It Won’t Take 1 Million People for a City on Mars to be Self-Sustaining
The real number is likely far less
The key question for a Mars city, or an O’Neill Cylinder, the state of Hawaii, etc. is whether it can survive if the ships stop coming. I’d argue more important is whether the civilization can thrive and grow, not just preserve itself in some sad torpor.
Back around 2016, Elon threw out an order of magnitude estimate that it would take 1 million people on Mars to reach this threshold. This is presumably based on division of labor in a complex society, where keeping the lights on relies on many people with highly specialized skillsets. I can’t make most of the products I use daily, or provide the services (water, electricity) I make use of. Partly this comes down to knowledge: I don’t know how to make those goods, or how to make the machines that make them. It’s also about time: I suppose I could follow YouTube videos for some of these things, but this isn’t a good use of time when other folks already have the knowledge, and I can pay them to do and make things for me.

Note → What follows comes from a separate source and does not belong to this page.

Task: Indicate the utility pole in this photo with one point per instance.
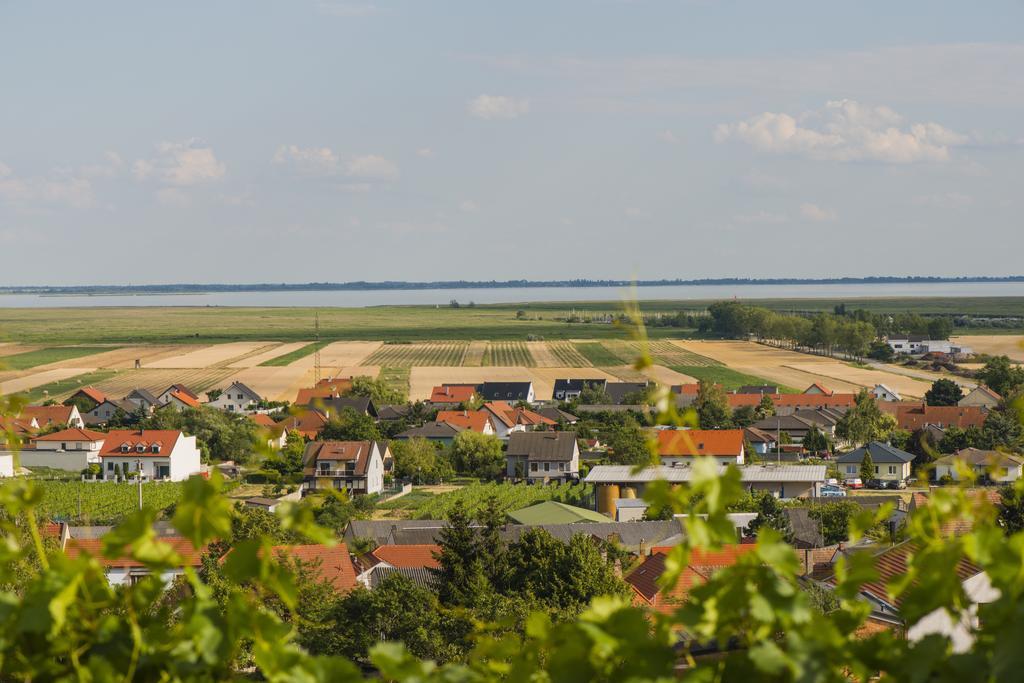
(316, 367)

What’s changed dramatically since 2016 is the unexpected rate of AI progress:
When Elon gave his estimate, AI could only do things like recognizing handwriting and images at human levels. Today, LLMs like GPT4 (and soon 4.5 or 5) have high-level knowledge across basically every field. Broad and deep.
Many people focus on the economic impact of jobs now at risk of being automated away by AI. There are convincing counterarguments that this type of fear has never been realized in history because we always just find new jobs for people to do, but I suspect there may be a step function in the extent that post-AI jobs focus less on keeping the fabric of society together. More than ever, they’ll be in the fields of entertainment and indulgences.
If we sent a small group of humans to Mars with strong AI, could they become self-sufficient? Probably not, because even if they knew what they should do at each moment, their time would still be too limited. This is where the next emergent technology comes in: AI embedded in robotic systems. Just this week Figure showed off its AI robot that learned to make coffee not by having the routine programmed into it, but by watching humans perform the task.
Tesla is attempting the same thing with Optimus. Like the LLMs that precede them, these bots will be endlessly patient and will work around the clock with no complaints. They can work outdoors in space with no life support beyond a power supply.
AI robots can also surpass another hurdle: tacit knowledge. No LLM can tell you how to make an H100 GPU because that knowledge isn’t written down, but rather distributed in the working practice built up over decades at NVIDIA. But a robot with access to the lab could probably acquire that tacit knowledge by watching for long enough.
How far down can we drive the 1,000,000 figure with these capabilities? Surely to 100,000 and probably 10,000. But what about 1,000, or 100? Is there any reason for an individual space settlement to exceed Dunbar’s number, or the genetic Minimum Viable Population? Perhaps we can upgrade ourselves to get rid of these limitations, but I’m not sure there’s much benefit.
In any case, this bodes well for Mars settlement plans and space expansion in general. Logistics and governance for a given effort are far easier when you drop the number of people that need to breathe and eat by several orders of magnitude. Coincidently, below several hundred is around the cutoff where communal-type governance becomes viable, with real world evidence from kibbutzim. All you need is to gather some friends and robot helpers.